These examples demonstrate the power and flexibility of MAX. They include:
A wide variety of Mojo programs to help you learn the language.
The MAX Python API provides a PyTorch-like interface for building neural network components that compile to highly optimized graphs. This is a simple example of how to build a graph in Python, before moving on to more complex custom ops using Mojo.
This example shows how to create a reusable, modular component for a MAX graph,
using the nn.Module class. It include custom layers, blocks, and
architectural patterns that showcase the flexibility of MAX's Python API for
deep learning development, from simple MLP blocks to more complex neural
network architectures.
Building upon the basic MAX graph concepts from the above examples, this is a collection of examples that how to construct custom graph operations in Mojo that run on both GPUs and CPUs that run on different hardware architectures. It includes GPU kernels written in Mojo for algorithms such as top-k, matrix multiplication, fused attention, and more.
In addition to placing custom Mojo functions within a computational graph, Mojo can handle direct compilation and dispatch of GPU functions. This is a programming model that may be familiar to those who have worked with CUDA or similar GPGPU frameworks.
These examples show how to compile and run Mojo functions, from simple to complex, on an available GPU, without using a MAX graph.
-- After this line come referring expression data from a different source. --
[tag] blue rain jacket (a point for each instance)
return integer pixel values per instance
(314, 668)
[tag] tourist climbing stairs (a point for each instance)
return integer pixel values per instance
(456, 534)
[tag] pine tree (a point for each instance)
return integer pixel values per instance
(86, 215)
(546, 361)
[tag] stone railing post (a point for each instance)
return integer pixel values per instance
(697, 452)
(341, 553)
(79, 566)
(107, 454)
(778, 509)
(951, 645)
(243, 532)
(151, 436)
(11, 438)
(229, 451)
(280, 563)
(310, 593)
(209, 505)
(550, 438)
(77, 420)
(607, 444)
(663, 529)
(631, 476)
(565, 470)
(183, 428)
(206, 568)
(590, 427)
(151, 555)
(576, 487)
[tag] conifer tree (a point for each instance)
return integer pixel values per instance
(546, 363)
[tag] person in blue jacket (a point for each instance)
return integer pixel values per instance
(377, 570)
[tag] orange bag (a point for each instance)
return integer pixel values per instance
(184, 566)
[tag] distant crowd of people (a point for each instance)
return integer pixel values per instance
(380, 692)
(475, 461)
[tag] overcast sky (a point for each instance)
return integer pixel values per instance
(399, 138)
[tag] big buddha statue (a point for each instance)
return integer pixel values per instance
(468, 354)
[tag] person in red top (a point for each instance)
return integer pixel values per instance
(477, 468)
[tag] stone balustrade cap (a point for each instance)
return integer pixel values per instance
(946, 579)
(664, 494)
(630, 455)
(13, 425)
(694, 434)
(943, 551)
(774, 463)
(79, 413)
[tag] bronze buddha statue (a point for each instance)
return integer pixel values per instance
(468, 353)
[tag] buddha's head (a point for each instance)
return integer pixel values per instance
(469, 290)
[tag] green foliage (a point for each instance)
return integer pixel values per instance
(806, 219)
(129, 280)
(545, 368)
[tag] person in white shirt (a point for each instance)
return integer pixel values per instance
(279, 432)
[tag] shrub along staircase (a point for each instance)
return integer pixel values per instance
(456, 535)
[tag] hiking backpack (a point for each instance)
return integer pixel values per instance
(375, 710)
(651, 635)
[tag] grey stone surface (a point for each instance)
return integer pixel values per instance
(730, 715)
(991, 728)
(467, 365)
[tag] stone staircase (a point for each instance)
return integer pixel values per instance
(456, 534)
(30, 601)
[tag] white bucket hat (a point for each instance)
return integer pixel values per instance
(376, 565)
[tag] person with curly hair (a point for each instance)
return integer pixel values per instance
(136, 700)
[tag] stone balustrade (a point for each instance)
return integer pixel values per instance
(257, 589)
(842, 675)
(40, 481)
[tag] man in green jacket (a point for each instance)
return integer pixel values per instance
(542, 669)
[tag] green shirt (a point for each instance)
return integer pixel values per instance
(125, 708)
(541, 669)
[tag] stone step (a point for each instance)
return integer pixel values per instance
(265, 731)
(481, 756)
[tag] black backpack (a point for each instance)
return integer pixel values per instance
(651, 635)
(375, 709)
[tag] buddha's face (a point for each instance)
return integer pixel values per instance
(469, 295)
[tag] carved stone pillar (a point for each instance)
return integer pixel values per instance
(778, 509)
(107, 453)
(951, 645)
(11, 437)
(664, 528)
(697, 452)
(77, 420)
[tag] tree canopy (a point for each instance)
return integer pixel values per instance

To enable progressive introduction of Mojo into an existing Python codebase, Mojo modules and functions can be referenced as if they were native Python code. This interoperability between Python and Mojo can allow for slower Python algorithms to be selectively replaced with faster Mojo alternatives.
These examples illustrate how that can work, including using Mojo functions running on a compatible GPU.
PyTorch custom operations can be defined in Mojo to try out new algorithms on GPUs. These examples show how to extend PyTorch layers using custom operations written in Mojo.
A simple example showing how to directly send inference to an LLMs using the MAX Python API, without starting a webserver (without an endpoint).